Popular Mechanics reports, however, that if NASA doesn’t change the terms in the draft version of its contract to build a spacecraft that can deliver astronauts to orbit, then Space Exploration Technologies Corp. (SpaceX) may simply bow out of building one for NASA. “We may not bid on it,” SpaceX founder Elon Musk said. Musk said he is increasingly optimistic that the agency will change some of the rules that dictate the design.

Dragon Lab

Artist's concept of SpaceX's Dragon spacecraft (credit: SpaceX)

SpaceX is designing its Dragon spacecraft to carry seven crew members seated in two rows, Musk said during recent testimony in front of the House Committee on Science, Space and Technology. The seats will be conformal and a mechanical force accommodation system will cushion any off-nominal landing impacts to assure crew safety. The crew will wear spacesuits to protect them from any rapid cabin depressurization emergency event.

Musk’s frustration is over the first draft of a contract called the CCIDC (Commercial Crew Integrated Design Contract), which NASA issued last month to guide the way that private companies build crew-carrying spacecraft.

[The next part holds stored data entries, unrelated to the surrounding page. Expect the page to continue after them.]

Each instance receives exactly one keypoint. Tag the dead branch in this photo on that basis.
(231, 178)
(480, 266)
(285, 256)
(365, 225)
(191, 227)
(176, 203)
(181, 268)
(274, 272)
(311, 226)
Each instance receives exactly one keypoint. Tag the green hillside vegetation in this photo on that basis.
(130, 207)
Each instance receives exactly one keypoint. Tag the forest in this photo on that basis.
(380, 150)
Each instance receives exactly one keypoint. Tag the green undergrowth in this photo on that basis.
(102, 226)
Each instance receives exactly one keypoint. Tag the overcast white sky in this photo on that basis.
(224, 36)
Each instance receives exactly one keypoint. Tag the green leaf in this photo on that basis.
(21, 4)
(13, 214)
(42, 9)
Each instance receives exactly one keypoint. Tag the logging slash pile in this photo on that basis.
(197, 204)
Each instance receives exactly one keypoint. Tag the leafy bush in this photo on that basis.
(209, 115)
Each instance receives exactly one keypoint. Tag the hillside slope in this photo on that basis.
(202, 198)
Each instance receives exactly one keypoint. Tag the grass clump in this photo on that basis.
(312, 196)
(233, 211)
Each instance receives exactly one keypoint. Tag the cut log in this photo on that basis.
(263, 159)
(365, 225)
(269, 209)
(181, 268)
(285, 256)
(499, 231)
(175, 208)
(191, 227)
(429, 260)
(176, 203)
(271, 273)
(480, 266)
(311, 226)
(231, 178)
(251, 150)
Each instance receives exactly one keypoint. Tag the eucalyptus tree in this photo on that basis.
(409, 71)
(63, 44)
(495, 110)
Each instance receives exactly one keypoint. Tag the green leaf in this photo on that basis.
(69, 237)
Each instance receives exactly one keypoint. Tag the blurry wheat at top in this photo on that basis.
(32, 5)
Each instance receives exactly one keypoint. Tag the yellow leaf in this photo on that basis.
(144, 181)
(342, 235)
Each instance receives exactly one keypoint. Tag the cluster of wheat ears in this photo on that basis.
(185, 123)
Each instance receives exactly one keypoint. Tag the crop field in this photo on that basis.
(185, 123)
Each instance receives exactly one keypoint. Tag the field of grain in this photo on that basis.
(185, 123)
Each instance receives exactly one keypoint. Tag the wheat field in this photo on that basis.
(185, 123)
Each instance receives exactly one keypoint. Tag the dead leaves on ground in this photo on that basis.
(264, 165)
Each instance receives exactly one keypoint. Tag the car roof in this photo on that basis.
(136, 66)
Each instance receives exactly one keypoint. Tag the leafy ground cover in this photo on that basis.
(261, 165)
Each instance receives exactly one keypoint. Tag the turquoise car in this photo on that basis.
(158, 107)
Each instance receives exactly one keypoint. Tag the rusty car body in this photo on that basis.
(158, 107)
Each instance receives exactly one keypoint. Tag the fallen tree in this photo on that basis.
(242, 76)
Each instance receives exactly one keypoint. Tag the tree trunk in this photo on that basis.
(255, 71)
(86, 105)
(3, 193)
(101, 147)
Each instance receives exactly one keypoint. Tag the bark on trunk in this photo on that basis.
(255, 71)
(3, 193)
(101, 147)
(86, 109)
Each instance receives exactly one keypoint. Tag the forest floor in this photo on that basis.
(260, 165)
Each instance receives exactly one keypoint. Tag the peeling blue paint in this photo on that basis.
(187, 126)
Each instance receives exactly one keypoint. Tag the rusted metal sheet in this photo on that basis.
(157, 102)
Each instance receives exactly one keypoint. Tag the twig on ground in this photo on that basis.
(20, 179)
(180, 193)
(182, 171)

Musk discusses SpaceX and his vision of the Falcon-9 spaceflight launch system and Dragon spacecraft in this video interview by Translogic:

“What matters is rapid and complete reusability,” says Musk. “You don’t change the wings out on an aircraft between flights.” “In a normal flight, you don’t expect to so anything except change fuel and add passengers…” Musk says he expects to get people into space within three years, and to Mars “as soon as 10 years.” Will the Russians get there first? Musk says no, that they aren’t really trying. He says that he sees China as his only real competitor.

Where does this leave NASA? “Well, in general, the government is not the best entity to do any kind of optimization or efficiency.” “As soon as you’re talking about wanting to rapidly innovate on technology and high efficiency, that’s where the private sector is best.”

Whether it’s the government, the private sector, or the “partnership” envisioned by NASA’s Lori Garver, huge new markets (and potentially hundreds of thousands of jobs) are at stake. Could Elon Musk become the Steve Jobs of the space industry? Can the U.S marshal another Kennedy Era push to space? Or, will the spoils go to the Chinese?